In April 2024 I picked up a call from an unknown number at the grocery store where I work. The first few moments were enough to send shocks of terror through my body. “Jeff Noland? This is Officer Walker with Davidson County Police Department. We have a warrant out on you.”
My mind raced. What did I do? I can’t go back to prison. I can’t ever go back to prison. I won’t make it out alive this time.
The person on the other end of the call said he needed my personal cell phone number. When I hesitated, he rattled off my home address, my parole officer’s name and my ID number from the decade I spent in Tennessee Department of Correction custody. My coworkers were watching. Shaking, I told him my number and said a silent prayer that I would not go back to prison.
We had this happen 3 times now!
Put my mother-in-law in the hospital with chest pains.
Reported it to the police and was told to block the number we don’t get involved with that.
LEOs do not call to tell a person they have a warrant. and if you’re on registry they already have your info that is being asked for. To get suckered by this scam is baffling. Don’t ask for any info because it will all be false. Just hang up. Or have some fun and give them all kinds of BS info.
That is why I never answer the phone unless it is a number I know, and I won’t call the number back without them leaving a voicemail.
Yes, same here, a “Detective Garcia” who sounded the part so perfectly he could have won an oscar. Luckily I only heard the message that was left and I didn’t pick up! Left me shaking, short of breath, chest pounding. Sheer, out of the blue terror.
“a pressing issue with your registration form…”
Yeah, the registry isn’t punishment. It’s not government-sponsored doxing. No, not at all….
I got two calls from the same number. The second time the guy lost his cool and started threatening with f-bombs. Called the LE office he supposedly worked for, they never heard of him, the don’t make these kinds of calls. I filed a complaint, never heard back from LE. I don’t think this was a money scam, but rather a vigilante. Never answer a call from a number I don’t know and I never call back a number or person I don’t know.
I got one of these calls last week out of Virginia, which I thought was odd considering I haven’t been to Virginia lately unless I’m sleep driving again. Funny thing is they left a 50 second voicemail of silence. Must be sleeping scammers or butt dialed me by accident.
I briefly investigated this when I got mine the first time. Seemed off. I quickly realized police would not call me in advance if there was a problem with my registration, they’d be knocking on the door loudly.
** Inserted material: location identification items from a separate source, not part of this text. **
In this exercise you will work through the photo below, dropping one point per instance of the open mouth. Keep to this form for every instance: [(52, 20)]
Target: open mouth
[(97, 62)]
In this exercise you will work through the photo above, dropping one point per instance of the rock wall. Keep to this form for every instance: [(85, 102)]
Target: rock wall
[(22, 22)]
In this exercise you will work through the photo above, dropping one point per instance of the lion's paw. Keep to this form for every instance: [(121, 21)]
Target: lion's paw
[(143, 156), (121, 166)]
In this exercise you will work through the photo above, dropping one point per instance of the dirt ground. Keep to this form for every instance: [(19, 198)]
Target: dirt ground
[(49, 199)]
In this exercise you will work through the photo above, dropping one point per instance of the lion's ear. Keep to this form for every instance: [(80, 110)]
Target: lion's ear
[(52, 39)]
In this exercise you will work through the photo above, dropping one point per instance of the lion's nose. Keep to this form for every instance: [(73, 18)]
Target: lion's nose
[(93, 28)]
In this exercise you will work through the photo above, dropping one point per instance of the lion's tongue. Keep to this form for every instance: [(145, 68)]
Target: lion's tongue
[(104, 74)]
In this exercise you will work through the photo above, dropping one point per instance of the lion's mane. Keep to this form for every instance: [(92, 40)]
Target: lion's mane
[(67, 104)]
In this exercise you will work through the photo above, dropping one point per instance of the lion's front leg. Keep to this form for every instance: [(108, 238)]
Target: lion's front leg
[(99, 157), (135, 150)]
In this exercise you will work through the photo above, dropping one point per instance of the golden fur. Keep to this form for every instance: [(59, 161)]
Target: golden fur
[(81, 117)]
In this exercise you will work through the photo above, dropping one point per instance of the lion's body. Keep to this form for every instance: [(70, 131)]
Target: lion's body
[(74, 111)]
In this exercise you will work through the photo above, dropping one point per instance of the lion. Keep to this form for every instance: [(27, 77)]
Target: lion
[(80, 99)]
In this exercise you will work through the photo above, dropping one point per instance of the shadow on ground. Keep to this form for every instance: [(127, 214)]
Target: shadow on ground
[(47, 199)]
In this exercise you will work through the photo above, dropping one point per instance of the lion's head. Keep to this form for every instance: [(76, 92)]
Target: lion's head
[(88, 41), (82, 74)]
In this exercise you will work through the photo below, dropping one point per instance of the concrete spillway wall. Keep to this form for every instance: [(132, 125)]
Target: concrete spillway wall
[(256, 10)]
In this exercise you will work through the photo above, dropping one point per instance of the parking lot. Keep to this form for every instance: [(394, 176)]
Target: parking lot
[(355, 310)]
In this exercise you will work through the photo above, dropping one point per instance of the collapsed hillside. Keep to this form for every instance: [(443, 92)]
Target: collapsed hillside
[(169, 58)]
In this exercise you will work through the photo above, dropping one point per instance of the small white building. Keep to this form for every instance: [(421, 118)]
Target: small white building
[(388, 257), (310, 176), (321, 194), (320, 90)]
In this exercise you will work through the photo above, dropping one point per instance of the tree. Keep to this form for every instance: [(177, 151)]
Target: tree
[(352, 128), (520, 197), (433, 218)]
Unfortunately many of these operations are using VOIP numbers paid for with stolen credit cards and accessed over VPN or Tor. Pretty much impossible to trace.
Like many folks have suggested. Start letting calls go to voicemail. Get an app with Caller ID. I usually get one or two calls like this a year now. Sucks, but we have to protect ourselves as best we can until our info is no longer public.